Do clustered β-propeller domains within the N-terminus of LRP1 play a functional role?

The six β-propellers located within the N-terminus of low density lipoprotein receptor-related protein 1 (LRP1) are arranged in two clusters that contain two and four β-propellers, respectively. Working with LRP1 deletion mutants, we found that randomly removing large segments of amino acid sequences did not affect the intracellular trafficking of LRP1 as long as the clustered β-propeller domains were retained. However, deletion mutants with crippled β-propeller clusters invariably exhibited retarded exit from the endoplasmic reticulum (ER).
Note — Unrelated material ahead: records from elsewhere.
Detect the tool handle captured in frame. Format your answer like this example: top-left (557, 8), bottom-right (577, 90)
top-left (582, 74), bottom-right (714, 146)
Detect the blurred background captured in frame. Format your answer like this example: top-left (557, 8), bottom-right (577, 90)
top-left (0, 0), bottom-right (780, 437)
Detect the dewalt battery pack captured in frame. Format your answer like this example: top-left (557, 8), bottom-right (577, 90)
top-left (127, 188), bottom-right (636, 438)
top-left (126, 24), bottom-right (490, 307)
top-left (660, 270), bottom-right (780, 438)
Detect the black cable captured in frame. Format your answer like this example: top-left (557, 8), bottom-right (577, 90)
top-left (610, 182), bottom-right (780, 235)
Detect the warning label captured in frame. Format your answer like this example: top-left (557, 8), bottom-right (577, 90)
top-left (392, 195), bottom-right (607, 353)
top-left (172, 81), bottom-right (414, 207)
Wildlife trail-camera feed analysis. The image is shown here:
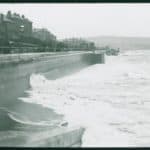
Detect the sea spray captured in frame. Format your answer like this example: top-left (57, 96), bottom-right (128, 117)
top-left (22, 51), bottom-right (150, 147)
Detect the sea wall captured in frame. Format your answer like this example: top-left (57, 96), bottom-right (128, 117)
top-left (0, 52), bottom-right (104, 147)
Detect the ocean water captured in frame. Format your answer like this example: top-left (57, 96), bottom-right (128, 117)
top-left (18, 50), bottom-right (150, 147)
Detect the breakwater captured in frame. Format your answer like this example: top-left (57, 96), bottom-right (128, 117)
top-left (0, 52), bottom-right (104, 146)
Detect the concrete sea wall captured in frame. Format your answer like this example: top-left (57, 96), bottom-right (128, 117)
top-left (0, 52), bottom-right (105, 147)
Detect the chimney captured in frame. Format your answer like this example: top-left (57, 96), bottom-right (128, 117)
top-left (0, 14), bottom-right (4, 22)
top-left (22, 15), bottom-right (25, 19)
top-left (7, 10), bottom-right (11, 18)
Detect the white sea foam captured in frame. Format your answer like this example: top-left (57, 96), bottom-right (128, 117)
top-left (22, 51), bottom-right (150, 147)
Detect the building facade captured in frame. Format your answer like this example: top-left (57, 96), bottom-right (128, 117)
top-left (0, 11), bottom-right (32, 41)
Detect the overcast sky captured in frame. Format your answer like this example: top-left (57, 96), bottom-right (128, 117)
top-left (0, 3), bottom-right (150, 39)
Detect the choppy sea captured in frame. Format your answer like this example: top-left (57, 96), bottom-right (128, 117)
top-left (2, 50), bottom-right (150, 147)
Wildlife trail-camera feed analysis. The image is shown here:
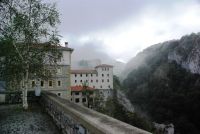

To determine potential functions of the clustered β-propellers, we generated a series of deletion mutants in which the β-propellers were systematically removed from the C-terminal end of the second cluster. The resulting minireceptors, designated LRPβ1-6, β1-5, β1-4, β1-3, and β1-2 containing decreasing numbers of the β-propellers, were stably expressed in LRP1-null CHO cells. Binding/degradation assays with receptor-associated protein or α2-macroglobulin showed that removing one or more β-propellers had little effect on binding or degradation of these ligands. However, minireceptors containing odd number of β-propellers (i.e., LRPβ1-3 and β1-5) showed prolonged retention within the ER and remained endoglycosidase H-sensitive, whereas minireceptors containing even number of β-propellers (i.e., LRPβ1-2, β1-4 and β1-6) exited ER at variable rates. Cell surface biotinylation experiments showed that LRPβ1-3 was absent from the cell surface. Prolonged retention of LRPβ1-3 within the ER was accompanied by increased association with molecular chaperone Grp78/Bip. These results suggest that the clustered β-propellers may play a role in folding and intracellular trafficking of LRP1.